A relaxed plush living room seating area is in full view behind the host signaling a clear message:  Come Eat + Drink, what you want, the way you want to... all bites, maybe some dessert... NO rules. 
 
A sea of traditional tables (some 4 tops and some 8 & 10s for large parties) are just waiting. There is nothing formal anywhere, with the exception of the food and the amazing menu knowledge of the servers. The restaurant has all hard surfaces and the space has high ceilings, but still, the acoustics were excellent. Lighting is better at table than at the bar where I sat in shadows. This is the new "polished casual" and the restaurant is filled with all ages of happy guests.
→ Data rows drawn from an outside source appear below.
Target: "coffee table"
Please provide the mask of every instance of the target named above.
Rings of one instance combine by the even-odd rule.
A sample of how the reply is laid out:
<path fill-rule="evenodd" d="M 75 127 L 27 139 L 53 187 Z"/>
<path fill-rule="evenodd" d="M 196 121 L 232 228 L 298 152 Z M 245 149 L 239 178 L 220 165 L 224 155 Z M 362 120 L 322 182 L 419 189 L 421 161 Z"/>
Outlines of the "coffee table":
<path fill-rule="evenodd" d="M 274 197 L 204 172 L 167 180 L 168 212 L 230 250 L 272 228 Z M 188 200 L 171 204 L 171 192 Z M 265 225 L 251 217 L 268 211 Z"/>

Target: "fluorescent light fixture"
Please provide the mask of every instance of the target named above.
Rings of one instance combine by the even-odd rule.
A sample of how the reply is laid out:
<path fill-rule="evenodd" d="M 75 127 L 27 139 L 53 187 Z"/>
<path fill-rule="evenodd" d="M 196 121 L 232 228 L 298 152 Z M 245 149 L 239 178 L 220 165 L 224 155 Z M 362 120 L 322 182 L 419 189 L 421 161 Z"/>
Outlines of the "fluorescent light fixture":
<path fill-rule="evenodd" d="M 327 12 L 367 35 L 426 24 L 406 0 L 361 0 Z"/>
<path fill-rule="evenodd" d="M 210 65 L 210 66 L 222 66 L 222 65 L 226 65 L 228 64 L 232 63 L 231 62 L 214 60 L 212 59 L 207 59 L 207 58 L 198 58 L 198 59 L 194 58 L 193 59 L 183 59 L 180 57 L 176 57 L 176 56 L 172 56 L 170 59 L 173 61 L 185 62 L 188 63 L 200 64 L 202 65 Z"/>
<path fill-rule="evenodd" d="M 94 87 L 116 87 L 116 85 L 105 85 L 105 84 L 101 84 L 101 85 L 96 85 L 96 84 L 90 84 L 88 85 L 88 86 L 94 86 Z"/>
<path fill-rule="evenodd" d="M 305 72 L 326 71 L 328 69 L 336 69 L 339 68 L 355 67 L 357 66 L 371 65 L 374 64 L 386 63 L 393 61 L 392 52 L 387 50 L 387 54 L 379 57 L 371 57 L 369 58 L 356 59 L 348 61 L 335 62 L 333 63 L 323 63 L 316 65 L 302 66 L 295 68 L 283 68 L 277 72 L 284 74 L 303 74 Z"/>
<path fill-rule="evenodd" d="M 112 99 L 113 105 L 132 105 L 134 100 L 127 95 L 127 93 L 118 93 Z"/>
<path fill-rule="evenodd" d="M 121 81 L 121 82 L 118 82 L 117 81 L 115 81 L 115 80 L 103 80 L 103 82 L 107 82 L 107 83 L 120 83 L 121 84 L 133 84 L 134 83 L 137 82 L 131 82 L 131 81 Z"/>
 GO FOR IT... WE WON'T TELL
 
At PDT - or as its known in New York's East Village, Please Don't Tell - hand-crafted artisan beverages created by mixologists/Bar Chefs, take center stage. These guys are so good that they were the inaugural recipients of the James Beard Foundation's award for Outstanding Bar Program, created solely to recognize a restaurant or bar's excellence in cocktail, spirits and/or beer service.

What this tells me is that what started as a trend in the beverage industry is expanding and becoming a vital part of this "edge" we are seeking out in our dining experiences.
Farm fresh fruits, vegetables and spice-infused alcohols are being created by bar chefs who are mirroring their kitchen's focus on seasonal, sustainable ingredients.   

We're looking beyond cocktails, to fruit and spice-infused waters and colas, as well as housemade mixers of pureed, muddled, and infused syrups for sweetening, and bitters for flavoring to transform the ordinary into the extraordinary.

During my recent visit to Searsucker in San Diego, CA, I observed that individual bottles of housemade infused beverages were standing ready for the mixologists to use. On the night I visited, they consisted of four infused vodkas: Sweet Tea, Seasonal Berry, Citrus, and Six Chili, as well as Cucumber Gin, Cinnamon Whiskey and Buttered Popcorn Tequila. Among the featured cocktails that night was the Peter Rabbit, a Pimm's #1 with bruised basil, pressed lemon and a pickled carrot. Also in the works at many restaurants is barrel aging the already mixed drinks to shorten the prep time.

Bottomline: all these innovative offerings will increase your check averages and lead to greater profitability!

 
CHOOSE YOUR WORDS CAREFULLY... OR DON'T.
 
It's all about simple, to the point, decor - I'm loving the clean, simple, edgy signs or minimalist art that fills some of my favorite finds of the year. No clutter. The beauty truly lies in the basic.

Tip: restaurateurs needs to follow trends outside their walls before making changes. A walk through West Elm, Design Within Reach, and other places featuring the latest trends will give us insight into the look and feel of the next generation restaurant.